A good indicator for a sick parrot is a bad smell. Is your parrot smelling bad? Here are 5 reasons for that!
Is My Bird Vomiting or Regurgitating? A bird that is regurgitating will bob its head and stretch his neck, and the food that does come up does not look digested-for instance whole seeds will come back regurgitated. Regurgitation is a normal behavior.
Are Parrot Droppings Dangerous? Salmonella lives in the droppings of many birds, mostly chickens and ducks. Infection is a real danger if you fail to wash your hands after cleaning out the cages as well as aviaries. Symptoms of salmonella poisoning include fever, diarrhea, and vomiting and you should see a doctor.
Why Is My Bird Throwing Up Seeds? When your bird throws up seeds, it is not because he is sick. Parakeets/budgies regurgitate seeds that are slightly digested as part of everyday behavior. Vomiting is a signal your bird is sick, and birds who vomit need to see their vet.

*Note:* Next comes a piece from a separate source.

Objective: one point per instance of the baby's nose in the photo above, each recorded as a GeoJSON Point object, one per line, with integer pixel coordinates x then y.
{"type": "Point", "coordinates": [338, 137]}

Can Birds Flatulate? No, birds do not experience flatulence. Flatulence is eruptions from the intestine of gas. Avian intestines are rather short, and waste is expelled rather often, therefore birds do not experience any flatulence thanks to how often they expel waste.
In summary, parrots regurgitate on their keepers as a means of showing how much they love them. However, this behavior indicates that the parrot views you as a mate, which is frustrating to the parrot and owner alike.
By taking steps to ensure the behavior is curbed and a fellow parrot is introduced, the life of both the owner as well as the parrot will be better overall.